The defendant owned land that was served by an easement over the plaintiff’s property. The words of that easement provided “road access and utility corridor”.

The easement granted people/animals/vehicles the right to use, enter, pass and re-pass over and upon the easement.

The defendant, however, wanted to install a sewer line along the length of the easement in order to connect to the district’s sewer system. The plaintiff disputed that use and in the end the trial judge and Court of Appeal agreed with the plaintiff.

They looked at the wording of the grant, which did not permit construction of utilities “underneath the land”. The reference of the words indicated the easement was to be used for transit use “exercised over and upon the land” and thus was limited to the surface of the property and not below it.

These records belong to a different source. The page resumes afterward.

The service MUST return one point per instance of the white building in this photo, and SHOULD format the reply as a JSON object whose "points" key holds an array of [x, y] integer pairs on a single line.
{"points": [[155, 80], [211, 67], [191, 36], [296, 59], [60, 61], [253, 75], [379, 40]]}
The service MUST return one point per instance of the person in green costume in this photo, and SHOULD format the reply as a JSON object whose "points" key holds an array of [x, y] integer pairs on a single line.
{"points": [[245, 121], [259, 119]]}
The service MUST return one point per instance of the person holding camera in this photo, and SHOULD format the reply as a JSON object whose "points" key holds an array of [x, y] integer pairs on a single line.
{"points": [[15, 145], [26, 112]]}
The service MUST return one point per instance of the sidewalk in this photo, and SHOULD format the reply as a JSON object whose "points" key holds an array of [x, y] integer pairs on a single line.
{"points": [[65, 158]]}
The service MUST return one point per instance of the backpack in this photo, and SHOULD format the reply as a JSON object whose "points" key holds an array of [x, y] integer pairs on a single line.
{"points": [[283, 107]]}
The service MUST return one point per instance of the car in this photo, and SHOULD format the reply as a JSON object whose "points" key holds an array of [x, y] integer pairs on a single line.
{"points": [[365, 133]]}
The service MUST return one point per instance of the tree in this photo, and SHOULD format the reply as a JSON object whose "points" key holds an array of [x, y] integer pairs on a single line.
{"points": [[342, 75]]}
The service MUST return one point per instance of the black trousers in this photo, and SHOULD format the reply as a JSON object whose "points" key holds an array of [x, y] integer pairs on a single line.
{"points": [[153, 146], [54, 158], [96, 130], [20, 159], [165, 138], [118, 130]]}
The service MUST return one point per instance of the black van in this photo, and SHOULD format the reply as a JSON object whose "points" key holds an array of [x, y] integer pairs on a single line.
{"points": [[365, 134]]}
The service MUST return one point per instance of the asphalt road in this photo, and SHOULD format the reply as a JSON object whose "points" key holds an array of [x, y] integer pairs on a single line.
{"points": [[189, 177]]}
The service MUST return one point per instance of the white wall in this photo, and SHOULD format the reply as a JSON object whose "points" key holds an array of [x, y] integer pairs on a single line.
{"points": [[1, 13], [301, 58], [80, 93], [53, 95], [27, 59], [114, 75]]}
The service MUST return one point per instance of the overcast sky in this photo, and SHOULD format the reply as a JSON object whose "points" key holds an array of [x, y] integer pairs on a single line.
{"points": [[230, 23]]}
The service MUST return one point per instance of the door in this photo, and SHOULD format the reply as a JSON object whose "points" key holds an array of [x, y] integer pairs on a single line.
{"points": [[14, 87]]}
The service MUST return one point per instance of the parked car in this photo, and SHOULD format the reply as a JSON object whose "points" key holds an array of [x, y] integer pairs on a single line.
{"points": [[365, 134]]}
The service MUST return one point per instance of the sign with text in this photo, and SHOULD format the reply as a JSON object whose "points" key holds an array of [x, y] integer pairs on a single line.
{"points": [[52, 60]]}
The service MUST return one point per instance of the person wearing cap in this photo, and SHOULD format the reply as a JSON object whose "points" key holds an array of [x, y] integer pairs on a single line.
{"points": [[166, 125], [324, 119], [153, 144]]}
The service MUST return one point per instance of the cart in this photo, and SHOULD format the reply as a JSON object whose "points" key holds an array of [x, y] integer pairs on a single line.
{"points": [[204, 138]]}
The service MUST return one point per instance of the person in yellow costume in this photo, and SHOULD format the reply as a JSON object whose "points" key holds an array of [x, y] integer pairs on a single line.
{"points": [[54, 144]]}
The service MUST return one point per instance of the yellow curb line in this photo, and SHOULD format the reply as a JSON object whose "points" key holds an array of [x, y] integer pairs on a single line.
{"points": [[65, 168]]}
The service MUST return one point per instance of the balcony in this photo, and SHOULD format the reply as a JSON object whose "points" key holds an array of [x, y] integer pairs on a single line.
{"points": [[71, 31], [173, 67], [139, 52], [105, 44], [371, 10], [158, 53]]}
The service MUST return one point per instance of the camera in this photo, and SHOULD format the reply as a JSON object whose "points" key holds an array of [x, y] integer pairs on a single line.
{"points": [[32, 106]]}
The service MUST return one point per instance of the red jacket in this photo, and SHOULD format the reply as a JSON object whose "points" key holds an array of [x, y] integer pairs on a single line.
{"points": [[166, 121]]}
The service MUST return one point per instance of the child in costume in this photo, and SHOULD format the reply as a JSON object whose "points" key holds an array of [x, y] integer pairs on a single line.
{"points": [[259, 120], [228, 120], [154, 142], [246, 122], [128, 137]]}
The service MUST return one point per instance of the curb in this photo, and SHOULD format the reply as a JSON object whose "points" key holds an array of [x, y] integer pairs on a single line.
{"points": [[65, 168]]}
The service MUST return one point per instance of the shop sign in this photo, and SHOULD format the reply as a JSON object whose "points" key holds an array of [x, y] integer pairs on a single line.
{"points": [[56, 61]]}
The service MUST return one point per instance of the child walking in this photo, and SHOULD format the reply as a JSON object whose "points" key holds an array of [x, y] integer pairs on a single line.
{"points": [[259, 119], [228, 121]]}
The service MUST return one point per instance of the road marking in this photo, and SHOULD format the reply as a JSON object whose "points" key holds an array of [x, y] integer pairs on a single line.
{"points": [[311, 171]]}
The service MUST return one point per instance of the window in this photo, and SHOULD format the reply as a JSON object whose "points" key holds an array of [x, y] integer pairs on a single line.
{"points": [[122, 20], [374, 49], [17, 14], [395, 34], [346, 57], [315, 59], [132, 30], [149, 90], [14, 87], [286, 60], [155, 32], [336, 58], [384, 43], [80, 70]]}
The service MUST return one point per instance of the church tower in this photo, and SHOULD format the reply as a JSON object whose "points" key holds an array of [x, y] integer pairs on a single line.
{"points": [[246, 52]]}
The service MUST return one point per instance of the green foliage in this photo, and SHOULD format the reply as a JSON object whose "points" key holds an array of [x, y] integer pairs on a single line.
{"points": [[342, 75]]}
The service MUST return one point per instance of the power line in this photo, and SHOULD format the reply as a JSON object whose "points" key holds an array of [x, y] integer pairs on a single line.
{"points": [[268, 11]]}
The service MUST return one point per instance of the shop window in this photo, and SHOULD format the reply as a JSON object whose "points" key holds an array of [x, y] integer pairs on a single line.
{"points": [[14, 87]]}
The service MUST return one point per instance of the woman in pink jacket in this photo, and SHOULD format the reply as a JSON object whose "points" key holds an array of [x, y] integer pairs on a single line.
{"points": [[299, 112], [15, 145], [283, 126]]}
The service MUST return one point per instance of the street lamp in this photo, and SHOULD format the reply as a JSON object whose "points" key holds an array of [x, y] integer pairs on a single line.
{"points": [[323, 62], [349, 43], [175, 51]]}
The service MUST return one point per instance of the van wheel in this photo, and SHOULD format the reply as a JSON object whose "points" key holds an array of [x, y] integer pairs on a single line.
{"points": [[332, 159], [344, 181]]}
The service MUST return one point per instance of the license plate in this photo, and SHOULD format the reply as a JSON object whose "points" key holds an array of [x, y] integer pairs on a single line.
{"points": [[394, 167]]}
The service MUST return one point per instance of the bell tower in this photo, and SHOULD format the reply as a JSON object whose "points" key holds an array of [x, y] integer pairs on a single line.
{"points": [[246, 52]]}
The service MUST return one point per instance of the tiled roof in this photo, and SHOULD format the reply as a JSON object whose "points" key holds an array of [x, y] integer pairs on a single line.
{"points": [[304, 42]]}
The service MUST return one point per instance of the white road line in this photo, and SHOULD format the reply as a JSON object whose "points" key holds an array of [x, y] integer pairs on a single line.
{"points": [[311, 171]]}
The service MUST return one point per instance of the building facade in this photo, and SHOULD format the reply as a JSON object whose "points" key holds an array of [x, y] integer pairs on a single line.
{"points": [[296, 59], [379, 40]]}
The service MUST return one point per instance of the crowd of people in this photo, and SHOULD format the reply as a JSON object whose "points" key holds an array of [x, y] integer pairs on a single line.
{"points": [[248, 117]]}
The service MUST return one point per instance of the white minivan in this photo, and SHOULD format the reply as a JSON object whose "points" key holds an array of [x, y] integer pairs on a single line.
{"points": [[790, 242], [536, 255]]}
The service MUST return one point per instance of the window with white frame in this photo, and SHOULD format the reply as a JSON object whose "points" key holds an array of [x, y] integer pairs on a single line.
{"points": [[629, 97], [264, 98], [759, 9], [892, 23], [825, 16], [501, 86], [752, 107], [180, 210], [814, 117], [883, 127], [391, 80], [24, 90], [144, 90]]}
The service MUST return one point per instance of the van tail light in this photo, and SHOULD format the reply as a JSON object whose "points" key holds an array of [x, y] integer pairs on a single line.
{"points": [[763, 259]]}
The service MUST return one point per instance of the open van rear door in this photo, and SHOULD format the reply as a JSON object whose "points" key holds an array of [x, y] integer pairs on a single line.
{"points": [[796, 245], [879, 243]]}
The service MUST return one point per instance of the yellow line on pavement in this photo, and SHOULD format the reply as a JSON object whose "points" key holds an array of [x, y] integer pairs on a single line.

Do you have a real offer to purchase?

A retail pharmacy chain was interested in purchasing a pharmacy store’s assets. The owners of the pharmacy store engaged in negotiations and the chain made an offer to purchase. The offer was conditional and subject to verifications. The chain later refused to buy the assets and the store owner sued for $1 million.

The trial court dismissed the store owner’s action. On appeal the court held that the “offer” by the chain was merely a promise to purchase and not a formal sale agreement. Again, this raises the issue of the words used in the document and the purpose and intent of the parties being “ad idem”, or a meeting of the minds. Words are so important.